I was told, "Yes, emotional literacy is a good thing. We just don't have time for something like this." Even in 4th grade, I saw bullying behavior develop, and because kids have no language, modeling or boundaries for "respectful" conflict. If one child wanted to provoke a classmate, saying mean things, poking, punching, hitting or stealing a pencil quickly escalated into all-out, uncontained primal behavior.
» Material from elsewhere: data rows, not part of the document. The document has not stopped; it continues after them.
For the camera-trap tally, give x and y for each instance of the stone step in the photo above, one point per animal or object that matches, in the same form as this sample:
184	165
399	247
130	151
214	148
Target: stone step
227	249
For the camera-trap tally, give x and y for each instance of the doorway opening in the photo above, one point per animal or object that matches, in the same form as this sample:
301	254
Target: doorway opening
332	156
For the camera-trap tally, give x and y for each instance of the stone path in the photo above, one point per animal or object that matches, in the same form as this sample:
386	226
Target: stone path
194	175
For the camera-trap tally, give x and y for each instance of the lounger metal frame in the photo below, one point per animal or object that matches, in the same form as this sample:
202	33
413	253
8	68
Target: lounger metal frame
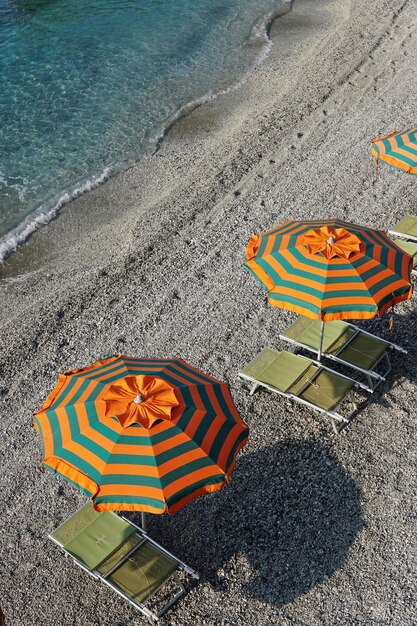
335	417
373	378
175	595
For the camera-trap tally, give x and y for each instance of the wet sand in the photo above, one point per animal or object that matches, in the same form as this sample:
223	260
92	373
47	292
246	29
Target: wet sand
313	529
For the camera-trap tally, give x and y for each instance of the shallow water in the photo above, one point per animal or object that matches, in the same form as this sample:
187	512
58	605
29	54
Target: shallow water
88	87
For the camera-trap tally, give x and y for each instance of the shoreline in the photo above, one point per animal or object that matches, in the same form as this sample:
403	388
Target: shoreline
150	264
39	219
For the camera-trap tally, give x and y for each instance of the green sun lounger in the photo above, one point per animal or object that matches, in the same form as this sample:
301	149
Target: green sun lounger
411	248
406	228
124	557
305	381
346	344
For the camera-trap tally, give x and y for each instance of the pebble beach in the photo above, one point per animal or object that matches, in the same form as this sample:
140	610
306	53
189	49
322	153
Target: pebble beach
313	529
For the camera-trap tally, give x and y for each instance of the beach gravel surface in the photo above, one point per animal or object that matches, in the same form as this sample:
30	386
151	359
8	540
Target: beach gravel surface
313	529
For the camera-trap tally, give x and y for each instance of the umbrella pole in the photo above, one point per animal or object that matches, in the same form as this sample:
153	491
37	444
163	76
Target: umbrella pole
321	340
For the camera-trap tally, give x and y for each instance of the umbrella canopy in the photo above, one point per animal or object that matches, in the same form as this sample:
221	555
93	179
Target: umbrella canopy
330	269
398	149
140	434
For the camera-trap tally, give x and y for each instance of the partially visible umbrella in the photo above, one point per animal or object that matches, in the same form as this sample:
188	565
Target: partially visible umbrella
398	149
330	269
141	434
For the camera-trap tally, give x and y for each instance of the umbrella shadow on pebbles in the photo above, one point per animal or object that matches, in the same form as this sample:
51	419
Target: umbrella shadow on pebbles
283	524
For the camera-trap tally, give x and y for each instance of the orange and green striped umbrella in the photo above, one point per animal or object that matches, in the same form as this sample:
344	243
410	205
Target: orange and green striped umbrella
398	149
140	434
330	269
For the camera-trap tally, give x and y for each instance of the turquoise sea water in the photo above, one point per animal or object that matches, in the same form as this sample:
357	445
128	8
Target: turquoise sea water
88	87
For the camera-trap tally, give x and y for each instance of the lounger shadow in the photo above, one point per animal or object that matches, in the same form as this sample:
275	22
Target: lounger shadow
305	381
346	344
124	557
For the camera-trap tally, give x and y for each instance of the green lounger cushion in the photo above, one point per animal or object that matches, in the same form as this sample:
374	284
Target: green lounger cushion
326	390
409	247
364	351
278	369
99	539
290	373
307	331
143	572
408	226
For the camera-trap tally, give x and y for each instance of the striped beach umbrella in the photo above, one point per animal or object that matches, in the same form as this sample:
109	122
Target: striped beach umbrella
140	434
398	149
330	269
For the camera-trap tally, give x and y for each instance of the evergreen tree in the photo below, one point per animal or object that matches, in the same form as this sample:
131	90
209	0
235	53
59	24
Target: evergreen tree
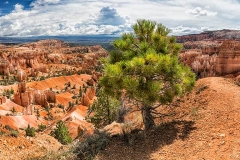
37	114
61	133
144	66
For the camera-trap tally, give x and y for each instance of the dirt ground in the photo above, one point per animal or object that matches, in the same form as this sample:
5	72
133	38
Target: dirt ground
203	125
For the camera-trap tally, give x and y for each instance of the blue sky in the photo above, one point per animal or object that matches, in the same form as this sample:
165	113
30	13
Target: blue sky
21	18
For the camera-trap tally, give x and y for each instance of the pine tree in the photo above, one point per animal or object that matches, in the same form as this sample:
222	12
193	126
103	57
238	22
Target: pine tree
144	66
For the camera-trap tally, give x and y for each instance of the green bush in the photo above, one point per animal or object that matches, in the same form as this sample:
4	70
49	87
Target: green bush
7	127
41	127
14	133
90	147
61	133
2	132
30	131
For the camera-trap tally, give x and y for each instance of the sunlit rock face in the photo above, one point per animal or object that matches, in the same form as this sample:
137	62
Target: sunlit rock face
212	54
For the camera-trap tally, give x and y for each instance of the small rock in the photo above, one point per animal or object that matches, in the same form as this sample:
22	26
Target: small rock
222	135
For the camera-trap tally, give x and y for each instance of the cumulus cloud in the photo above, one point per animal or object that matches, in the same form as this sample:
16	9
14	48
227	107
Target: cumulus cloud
181	30
18	8
38	3
198	11
109	16
91	17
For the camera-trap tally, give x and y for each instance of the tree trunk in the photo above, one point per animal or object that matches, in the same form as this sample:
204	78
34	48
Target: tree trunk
147	117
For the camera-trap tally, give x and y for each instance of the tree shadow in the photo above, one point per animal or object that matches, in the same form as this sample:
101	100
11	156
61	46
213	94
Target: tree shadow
140	145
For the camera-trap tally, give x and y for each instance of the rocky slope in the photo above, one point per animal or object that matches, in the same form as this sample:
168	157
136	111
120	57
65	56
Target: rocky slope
202	125
213	53
41	83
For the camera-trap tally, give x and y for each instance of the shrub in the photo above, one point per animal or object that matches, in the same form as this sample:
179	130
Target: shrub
90	147
14	133
7	127
41	127
30	131
61	133
2	132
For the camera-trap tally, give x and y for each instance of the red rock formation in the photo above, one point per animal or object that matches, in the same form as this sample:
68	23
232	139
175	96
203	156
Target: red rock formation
29	97
2	99
214	61
211	35
21	75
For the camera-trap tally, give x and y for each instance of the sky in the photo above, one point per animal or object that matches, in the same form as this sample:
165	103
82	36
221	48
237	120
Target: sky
21	18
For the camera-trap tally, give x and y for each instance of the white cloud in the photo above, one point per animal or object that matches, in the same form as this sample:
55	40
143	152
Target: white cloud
18	8
81	17
198	11
38	3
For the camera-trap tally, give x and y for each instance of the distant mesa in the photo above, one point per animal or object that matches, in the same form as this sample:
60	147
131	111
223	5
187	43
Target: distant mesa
212	53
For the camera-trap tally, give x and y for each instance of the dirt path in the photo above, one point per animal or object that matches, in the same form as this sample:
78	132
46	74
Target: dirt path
206	127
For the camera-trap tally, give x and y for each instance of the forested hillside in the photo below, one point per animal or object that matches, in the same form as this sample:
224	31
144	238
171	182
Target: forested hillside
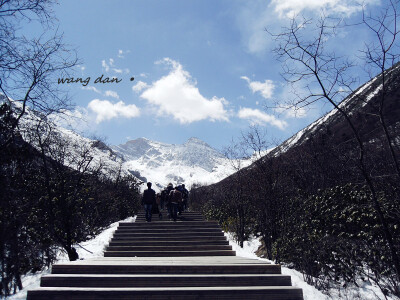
326	201
47	206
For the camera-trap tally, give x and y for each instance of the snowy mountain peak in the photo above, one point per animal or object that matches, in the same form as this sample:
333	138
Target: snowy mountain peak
196	141
161	163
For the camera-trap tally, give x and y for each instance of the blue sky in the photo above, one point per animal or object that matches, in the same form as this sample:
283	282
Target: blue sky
201	68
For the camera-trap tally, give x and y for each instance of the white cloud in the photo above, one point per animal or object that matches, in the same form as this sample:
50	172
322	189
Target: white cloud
106	110
110	93
265	88
121	53
292	111
105	66
289	8
176	95
255	116
111	66
139	86
91	88
253	17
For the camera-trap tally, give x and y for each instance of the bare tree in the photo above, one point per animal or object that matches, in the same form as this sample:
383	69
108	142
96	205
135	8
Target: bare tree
381	54
306	59
29	67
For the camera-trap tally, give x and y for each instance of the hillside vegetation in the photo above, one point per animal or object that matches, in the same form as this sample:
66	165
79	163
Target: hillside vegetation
309	200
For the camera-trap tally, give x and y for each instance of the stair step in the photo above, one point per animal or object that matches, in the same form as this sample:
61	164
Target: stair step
169	248
164	253
168	243
111	267
186	223
168	230
167	234
189	280
175	293
165	238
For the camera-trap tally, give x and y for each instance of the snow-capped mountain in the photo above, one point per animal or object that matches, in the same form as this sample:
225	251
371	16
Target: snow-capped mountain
192	162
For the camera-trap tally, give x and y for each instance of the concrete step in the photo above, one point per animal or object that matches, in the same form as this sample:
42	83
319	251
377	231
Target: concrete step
178	223
159	243
167	253
177	229
164	293
167	226
179	267
166	220
170	280
164	238
155	235
169	248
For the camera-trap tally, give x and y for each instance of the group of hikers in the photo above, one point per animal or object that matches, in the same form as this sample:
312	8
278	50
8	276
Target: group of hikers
174	200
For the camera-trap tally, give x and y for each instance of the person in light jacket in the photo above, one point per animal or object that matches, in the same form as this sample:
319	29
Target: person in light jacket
149	197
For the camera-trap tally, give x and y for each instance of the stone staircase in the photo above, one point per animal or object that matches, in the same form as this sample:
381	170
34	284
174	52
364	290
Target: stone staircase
187	259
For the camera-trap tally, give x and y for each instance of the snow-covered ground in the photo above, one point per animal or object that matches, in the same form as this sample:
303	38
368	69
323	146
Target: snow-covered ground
95	248
366	291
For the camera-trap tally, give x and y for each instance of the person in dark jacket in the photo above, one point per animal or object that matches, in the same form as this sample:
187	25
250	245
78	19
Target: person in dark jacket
176	199
149	198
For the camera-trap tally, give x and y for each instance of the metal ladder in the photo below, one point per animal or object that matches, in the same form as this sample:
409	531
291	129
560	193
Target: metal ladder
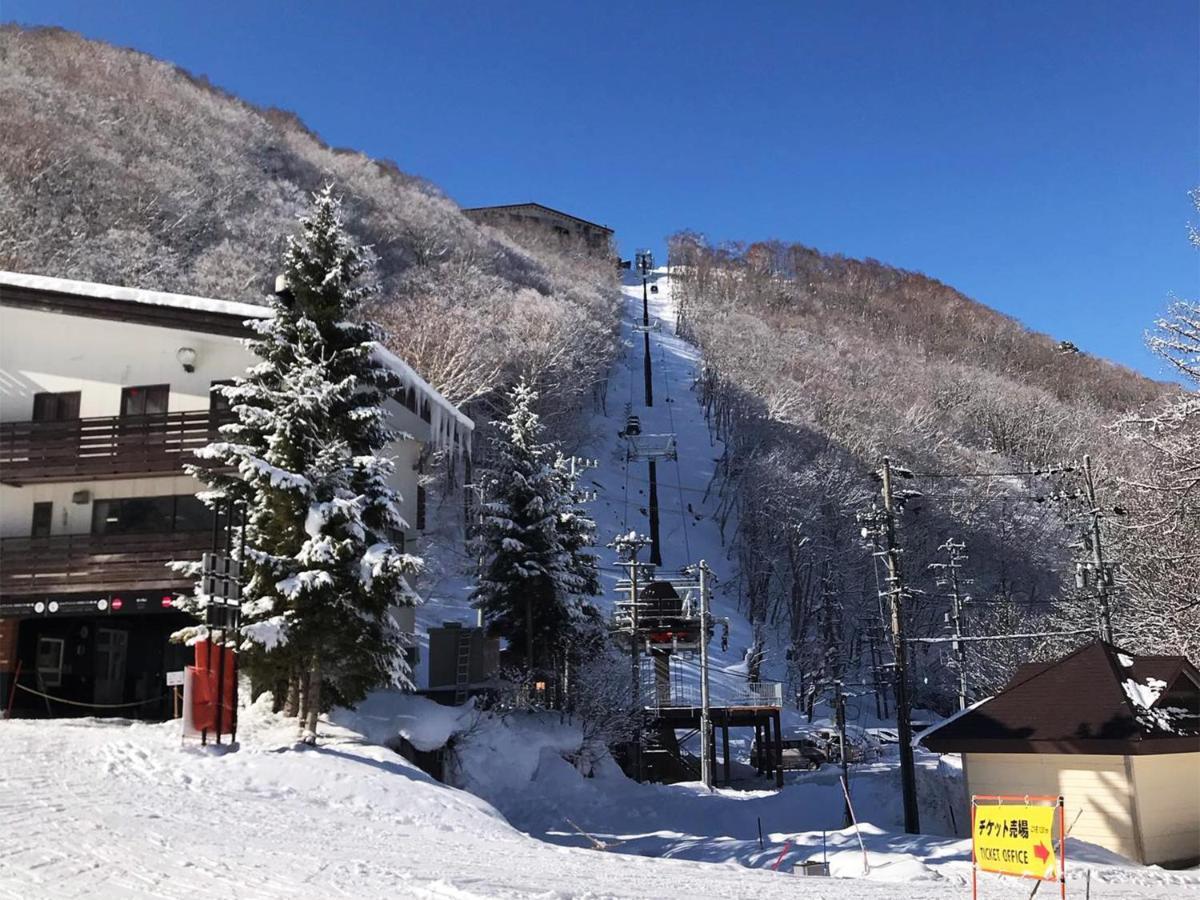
462	675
In one incident, when several boys were pinching and poking my son, and stealing his pencil, when Alex used "appropriate skills" for drawing boundaries, saying no, and telling the boys to please stop, he might as well have been speaking Serbo-Croatian. "Appropriate skills" only encouraged the boys to pinch harder and move to punching. Alex recognized the only way to stop the bullying was to meet the boys on their own level: the physical. So, he kicked the ringleader in the shin, where the boy already had a wound. It worked. The bullying stopped.
The only problem was that Alex was sent to the principal's office for disciplinary action. This is so typical of what happens in schools. The boys who were bullying, got off "scott free," and the kid who finally fought back got punished. This makes no emotional sense. In fact, it is emotionally illogical.
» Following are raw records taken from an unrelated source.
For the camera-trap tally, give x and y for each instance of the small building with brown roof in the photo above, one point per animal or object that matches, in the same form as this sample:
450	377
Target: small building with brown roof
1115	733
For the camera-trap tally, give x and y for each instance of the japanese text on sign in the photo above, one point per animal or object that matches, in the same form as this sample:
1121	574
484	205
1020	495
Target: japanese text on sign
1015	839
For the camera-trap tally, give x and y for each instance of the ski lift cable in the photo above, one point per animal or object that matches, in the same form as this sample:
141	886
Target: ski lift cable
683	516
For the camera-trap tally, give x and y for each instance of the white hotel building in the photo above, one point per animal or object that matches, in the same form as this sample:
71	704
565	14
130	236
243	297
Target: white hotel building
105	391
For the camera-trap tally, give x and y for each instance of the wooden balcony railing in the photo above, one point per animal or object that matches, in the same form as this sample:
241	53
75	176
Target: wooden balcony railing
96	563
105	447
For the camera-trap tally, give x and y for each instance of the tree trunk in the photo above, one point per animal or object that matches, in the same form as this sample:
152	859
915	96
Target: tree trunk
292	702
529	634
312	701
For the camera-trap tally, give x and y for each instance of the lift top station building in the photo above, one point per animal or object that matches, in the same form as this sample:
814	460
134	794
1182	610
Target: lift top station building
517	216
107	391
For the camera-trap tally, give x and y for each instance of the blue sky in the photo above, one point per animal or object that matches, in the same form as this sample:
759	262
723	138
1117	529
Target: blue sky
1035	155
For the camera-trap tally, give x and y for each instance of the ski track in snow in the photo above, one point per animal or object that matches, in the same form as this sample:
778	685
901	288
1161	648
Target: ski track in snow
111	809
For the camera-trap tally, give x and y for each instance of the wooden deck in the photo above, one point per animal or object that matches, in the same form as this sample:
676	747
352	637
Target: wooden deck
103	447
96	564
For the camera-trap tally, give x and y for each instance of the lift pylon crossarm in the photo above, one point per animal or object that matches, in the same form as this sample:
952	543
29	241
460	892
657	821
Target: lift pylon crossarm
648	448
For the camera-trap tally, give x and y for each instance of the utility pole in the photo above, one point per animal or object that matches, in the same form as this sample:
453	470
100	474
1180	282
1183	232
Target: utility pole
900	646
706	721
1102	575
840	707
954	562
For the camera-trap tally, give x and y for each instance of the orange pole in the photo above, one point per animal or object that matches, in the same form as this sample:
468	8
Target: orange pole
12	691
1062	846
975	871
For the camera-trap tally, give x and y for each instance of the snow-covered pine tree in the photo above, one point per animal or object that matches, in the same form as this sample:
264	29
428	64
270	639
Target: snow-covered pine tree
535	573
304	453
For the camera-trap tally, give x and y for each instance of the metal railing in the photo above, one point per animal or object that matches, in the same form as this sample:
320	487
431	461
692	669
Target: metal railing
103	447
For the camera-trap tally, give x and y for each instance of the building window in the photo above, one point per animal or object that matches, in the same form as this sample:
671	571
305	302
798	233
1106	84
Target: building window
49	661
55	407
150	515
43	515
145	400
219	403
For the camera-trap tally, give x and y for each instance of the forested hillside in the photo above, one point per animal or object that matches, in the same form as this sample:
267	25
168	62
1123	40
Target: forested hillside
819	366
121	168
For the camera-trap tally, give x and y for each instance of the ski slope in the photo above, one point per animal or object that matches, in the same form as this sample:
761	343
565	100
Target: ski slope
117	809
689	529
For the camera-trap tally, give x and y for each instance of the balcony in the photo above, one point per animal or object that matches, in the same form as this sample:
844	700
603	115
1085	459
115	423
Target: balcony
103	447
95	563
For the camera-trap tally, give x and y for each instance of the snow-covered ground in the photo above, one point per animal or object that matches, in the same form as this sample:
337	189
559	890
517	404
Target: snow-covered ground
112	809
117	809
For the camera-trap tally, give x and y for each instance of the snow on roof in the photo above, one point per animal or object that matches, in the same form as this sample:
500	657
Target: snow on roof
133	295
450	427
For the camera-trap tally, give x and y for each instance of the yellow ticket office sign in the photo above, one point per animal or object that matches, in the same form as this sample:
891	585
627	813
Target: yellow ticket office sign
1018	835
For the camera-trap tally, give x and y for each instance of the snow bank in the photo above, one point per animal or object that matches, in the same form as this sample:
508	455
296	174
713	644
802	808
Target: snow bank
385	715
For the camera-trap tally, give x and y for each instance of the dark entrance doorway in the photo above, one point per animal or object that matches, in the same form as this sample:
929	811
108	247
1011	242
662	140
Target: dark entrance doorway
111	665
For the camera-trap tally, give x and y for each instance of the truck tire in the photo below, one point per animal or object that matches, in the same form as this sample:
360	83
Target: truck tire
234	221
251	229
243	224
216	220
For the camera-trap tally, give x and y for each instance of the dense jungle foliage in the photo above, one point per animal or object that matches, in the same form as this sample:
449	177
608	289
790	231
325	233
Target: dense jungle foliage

But somehow, in disciplinary matters, there is an intellectual rhetoric that seems to miss the heart of the matter. If a child who has developed "appropriate conflict management" skills is thrown in with kids who are emotionally illiterate, the conflict operates at the lowest common denominator.
This school, which did not have time for the emotional literacy program I offered to bring was spending countless time on behavioral problems that intellectual rhetoric was never going to solve.
As a child I used to say, "hearts can hear heads, but heads often cannot hear hearts." Heads can be "headstrong" and stubborn and think their point of view is "right" or the only way, ignoring or missing that there are other points of view. Hearts are more open to all the possibilities, and bring a greater sense of equity and fairness to a challenging situation. Rather than "either/or" and "judgment," hearts embrace a "both/and" and "understanding" point of view.
How much could this boys learn if someone would slow them down, and teach them to listen to their bodies and hearts, and ask WHY were they pinching, stealing and punching in the first place? And what might be the cost of this behavior to their relationships with others, and even themselves?
If the boys needed to establish a "pecking order of dominance," might there not be healthier ways to compete and EARN a position of respect? Can one not rise through right action, not just brute force? There is a very different outlook of the head and the heart.
Mind you, there is a time and place for most everything. And rather than being at war, might the head and heart not benefit from playing on the same team? Is it not worth the time we save addressing the growing litany of bullying situations, if we teach our kids emotional literacy skills from the start? Doesn't it take a lot more time helping a kid heal from trauma or recover from pain than to create an environment where trauma and its resultant pain are just not necessary in the first place?
While some adult men might say, "the only way to put a bully in his place is to throw him up against the wall and make him scared," I would counter, "in the short term, the behavior might stop, but in the long-term, does this not perpetuate another generation of bullies?"
How do we teach our children, and one another heartful and heathful ways to manage conflict?
How do we help each other learn that there are as many points of view as people? How do we help each other realize that if we work together and share our resources, we are all better off than by continuing the competition of the dog-eat-dog world?
Until we are able to let the heart have its rightful place at the table, we are all likely to be casualties of the battle of the head and the heart.